Before I leave, I say, “My daughter can use words to express her sentiments,
and I’d expect Dalton’s faculty to do the same. Next time a teacher physically drags one of my children, you’ll see me under different circumstances and with far less passivity.”
Rose, beside me, whispers heatedly, “They what?”
The vice-principal gapes. “That…we don’t tolerate that. I promise you.”
We have many more children left to attend this school. Jane is just the first, but I was prepared for the students and the faculty to see them differently.

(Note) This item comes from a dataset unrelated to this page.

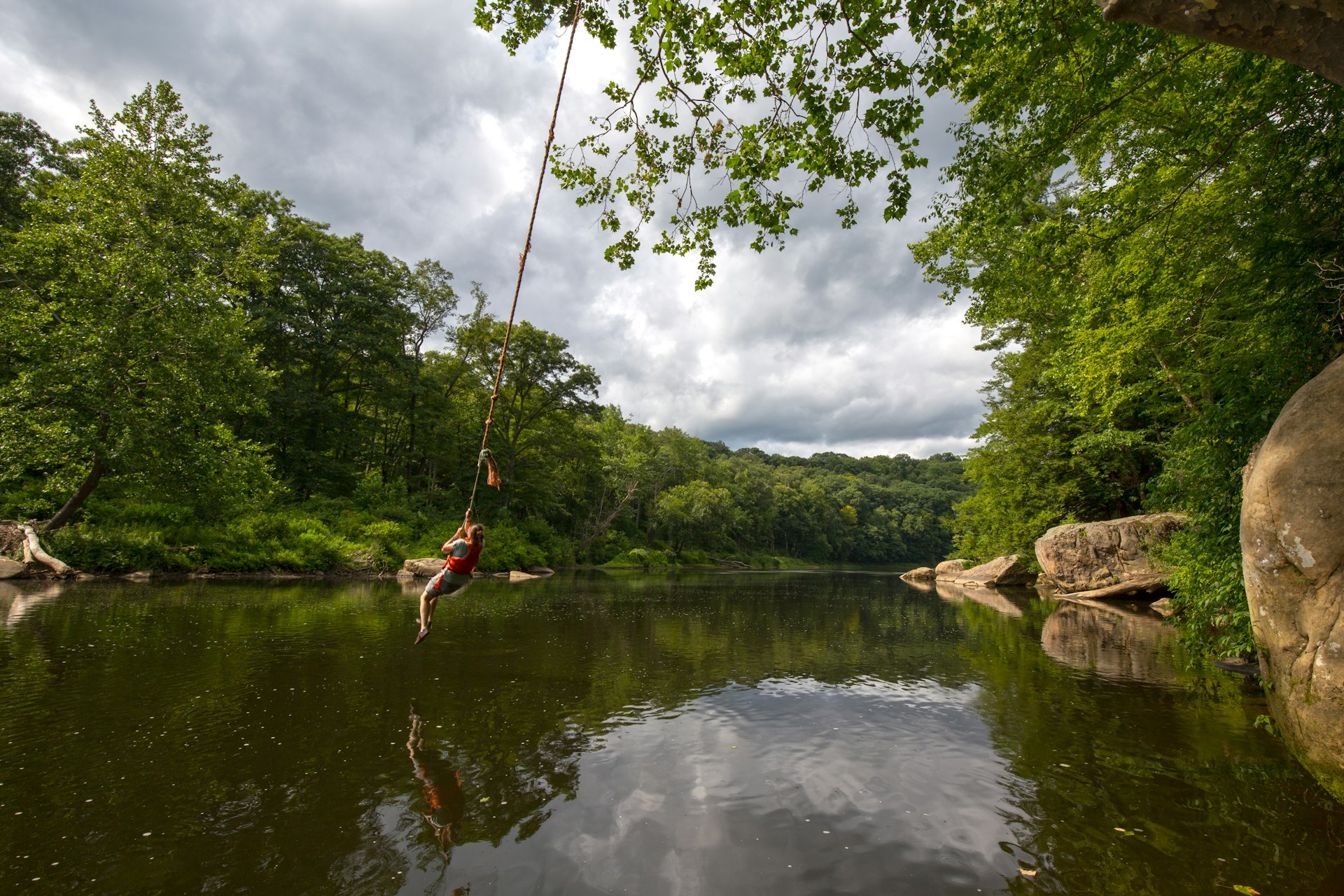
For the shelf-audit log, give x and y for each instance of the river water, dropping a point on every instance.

I even understood that could translate into being treated differently. I’d stand in this office with thousands of words to aid them, to help them—to lift them to their feet. I have no doubts in my own ability to protect my children, so I fear nothing.
They should fear me.
The last thing I say to the vice-principal leaves her ashen and mute.
“Only my promises can be trusted,” I tell her, “so your words are meaningless to me.”
October 2021
Eddie’s House
Costa Rica
DAISY MEADOWS
Eddie is one of Ryke’s oldest climbing friends and often travels to Venezuela, Peru, and Chile to scale new rock faces. Whenever Eddie leaves his home for a week or so, he invites Ryke and me to stay at his empty property. A house lodged in skyscraping trees and located in a remote part of Costa Rica—we accept without a moment’s pause.
No electricity.
An outhouse.
A well for water.
Our trips here, I always pretend that Ryke and I are stranded in the rainforest together like Blue Lagoon or Swiss Family Robinson.
This time we have company.
A naked three-year-old presses her itty-bitty fingers to a floor-length window. She gasps with wonder and awe, nose to the glass. I smile wide, knelt behind her as I dry her sopping wet hair. I clasp a cotton towel around the dark brown strands, beads of water rolling along her tanned skin.
Palm fronds pat the window, no blinds or curtains, but Ryke unknowingly captivates our daughter. Right outside, Ryke balances on the deck railing and clutches a rope, one tethered to a tree about ten or fifteen feet from safety. No pool, no lake, just the rainforest to swing towards.